NVGRE Offloading

First post! Let’s get right into it.

I recently had the opportunity to work on a Proof of Concept for a hosting provider to demonstrate the Microsoft Cloud Platform, which comprises of Hyper-V, System Center and the Windows Azure Pack. As part of this, we were using Network Virtualisation using Generic Routing Encapsulation (NVGRE) to allow tenants to create their own virtual networks, and thus provide true Infrastructure-as-a-Service.

However, during my testing, I found that the VMs that were created on these virtual networks could not get access to the internet. They were able to ping IP addresses with no problem, but could not resolve any DNS names.

Upon further investigation, I was able to use the PowerShell command

Resolve-DNSName Name <dns_name> TCPOnly

to resolve the necessary IP addresses. After a bit more digging, I discovered that all UDP traffic was being dropped, and since DNS uses UDP port 53, that is why my VMs couldn’t connect to DNS. What could cause just UDP traffic to be dropped? The answer was NVGRE offloading.

It is a difficult time to be a network hardware vendor. With continuing enhancements in network virtualisation, we are starting to see a fundamental shift in how people view network infrastructure in a datacentre. In addition, we are also seeing new technologies come into play to deal with the encapsulation protocols being used, as the encapsulation tends to break a lot of the traditional NIC enhancements made over the years, such as Large Segment Offloading and Virtual Machine Queue.

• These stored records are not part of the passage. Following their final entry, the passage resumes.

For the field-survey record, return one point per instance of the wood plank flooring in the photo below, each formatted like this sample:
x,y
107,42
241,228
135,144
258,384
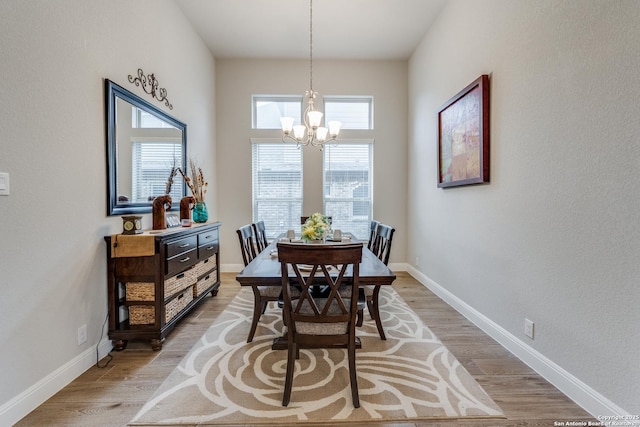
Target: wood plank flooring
x,y
111,396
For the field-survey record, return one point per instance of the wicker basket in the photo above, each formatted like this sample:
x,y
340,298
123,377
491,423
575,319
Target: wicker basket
x,y
203,284
140,291
141,315
176,305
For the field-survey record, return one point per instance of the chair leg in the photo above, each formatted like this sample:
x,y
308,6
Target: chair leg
x,y
352,373
360,318
257,311
292,350
375,311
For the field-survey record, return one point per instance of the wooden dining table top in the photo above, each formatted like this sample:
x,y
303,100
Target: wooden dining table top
x,y
265,269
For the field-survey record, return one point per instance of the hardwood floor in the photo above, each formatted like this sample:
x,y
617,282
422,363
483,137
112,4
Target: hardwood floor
x,y
112,395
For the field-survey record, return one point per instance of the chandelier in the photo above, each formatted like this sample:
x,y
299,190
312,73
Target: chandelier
x,y
311,133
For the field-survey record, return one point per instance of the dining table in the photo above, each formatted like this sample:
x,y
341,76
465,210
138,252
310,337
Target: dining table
x,y
265,270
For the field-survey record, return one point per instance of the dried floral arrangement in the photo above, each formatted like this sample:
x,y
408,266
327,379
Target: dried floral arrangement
x,y
196,182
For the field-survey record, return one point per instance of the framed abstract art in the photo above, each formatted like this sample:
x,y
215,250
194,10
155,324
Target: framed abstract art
x,y
463,136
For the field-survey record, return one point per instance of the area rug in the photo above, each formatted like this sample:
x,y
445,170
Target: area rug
x,y
224,380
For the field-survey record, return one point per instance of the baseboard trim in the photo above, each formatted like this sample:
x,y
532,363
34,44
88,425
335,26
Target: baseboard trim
x,y
21,405
585,396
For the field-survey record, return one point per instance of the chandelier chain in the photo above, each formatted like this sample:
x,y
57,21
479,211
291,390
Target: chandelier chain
x,y
311,45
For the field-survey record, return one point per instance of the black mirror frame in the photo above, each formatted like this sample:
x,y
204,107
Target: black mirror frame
x,y
113,91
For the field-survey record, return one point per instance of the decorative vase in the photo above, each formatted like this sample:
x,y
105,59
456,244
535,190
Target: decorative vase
x,y
200,213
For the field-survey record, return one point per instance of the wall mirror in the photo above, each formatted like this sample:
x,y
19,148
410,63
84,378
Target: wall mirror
x,y
144,144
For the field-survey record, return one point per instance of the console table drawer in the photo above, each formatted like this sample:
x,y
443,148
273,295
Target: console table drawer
x,y
180,246
208,237
181,262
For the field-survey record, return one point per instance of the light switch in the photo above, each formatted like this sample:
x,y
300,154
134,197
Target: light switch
x,y
4,184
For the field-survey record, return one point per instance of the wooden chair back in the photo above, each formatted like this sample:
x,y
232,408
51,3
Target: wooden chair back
x,y
325,265
373,233
382,245
260,235
317,311
247,244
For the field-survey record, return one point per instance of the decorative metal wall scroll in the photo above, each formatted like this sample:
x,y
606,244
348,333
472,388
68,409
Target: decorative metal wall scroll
x,y
150,85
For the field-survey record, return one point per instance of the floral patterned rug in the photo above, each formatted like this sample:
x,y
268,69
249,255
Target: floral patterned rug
x,y
224,380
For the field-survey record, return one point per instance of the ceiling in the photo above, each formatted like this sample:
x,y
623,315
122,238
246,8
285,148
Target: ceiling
x,y
342,29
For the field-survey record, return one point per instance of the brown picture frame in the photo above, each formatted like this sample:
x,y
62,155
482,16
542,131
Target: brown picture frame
x,y
463,136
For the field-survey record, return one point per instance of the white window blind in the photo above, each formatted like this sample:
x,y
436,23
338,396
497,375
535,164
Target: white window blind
x,y
153,161
267,110
277,186
348,186
354,112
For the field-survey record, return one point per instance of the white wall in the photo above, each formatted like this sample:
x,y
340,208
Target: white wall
x,y
555,236
54,56
237,80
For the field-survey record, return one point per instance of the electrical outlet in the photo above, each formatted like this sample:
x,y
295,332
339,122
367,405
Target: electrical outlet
x,y
82,334
528,328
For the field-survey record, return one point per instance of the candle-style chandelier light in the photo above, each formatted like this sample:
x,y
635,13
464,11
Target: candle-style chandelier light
x,y
311,133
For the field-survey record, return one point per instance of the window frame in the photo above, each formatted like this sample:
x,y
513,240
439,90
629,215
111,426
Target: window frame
x,y
328,99
273,231
274,98
364,233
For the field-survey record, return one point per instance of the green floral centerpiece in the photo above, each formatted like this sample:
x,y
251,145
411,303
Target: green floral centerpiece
x,y
315,228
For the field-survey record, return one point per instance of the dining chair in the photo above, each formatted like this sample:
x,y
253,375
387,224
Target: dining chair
x,y
373,233
261,236
324,319
261,294
382,250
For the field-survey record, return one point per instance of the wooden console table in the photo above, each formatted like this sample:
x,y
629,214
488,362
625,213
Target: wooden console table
x,y
155,278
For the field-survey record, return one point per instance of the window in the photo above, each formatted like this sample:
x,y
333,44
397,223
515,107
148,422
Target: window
x,y
152,162
277,186
355,112
267,110
348,182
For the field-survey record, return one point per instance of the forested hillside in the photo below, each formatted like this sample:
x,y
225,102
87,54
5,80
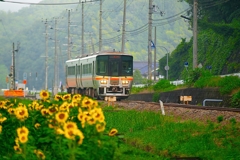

One of these technologies is the ability to offload some of the processing of the encapsulation from the CPU to the network cards. This is known as Encapsulated Task Offloading in Broadcom NICs, and Virtual Network Exceleration (VNeX) for Emulex, to name a few. These new settings allows the NICs to see inside the encapsulated packets, and use the following performance enhancements:

  • Large Send Offload (LSO)
  • Virtual Machine Queue (VMQ)
  • Transmit (Tx) checksum offload (IPv4, TCP, UDP)
  • Receive (Rx) checksum offload (IPv4, TCP, UDP)

This is all very good in theory, but as with every emerging technology, there are a few teething problems, such as the UDP issue I experienced. Disabling the NVGRE offload on the NICs resolved the issue, and the VMs were able to access the internet.

I’m sure that these issues will be ironed out over time, as it is probably only a driver update that is required, but it is definitely something to bear in mind when deploying network virtualisation in your environment.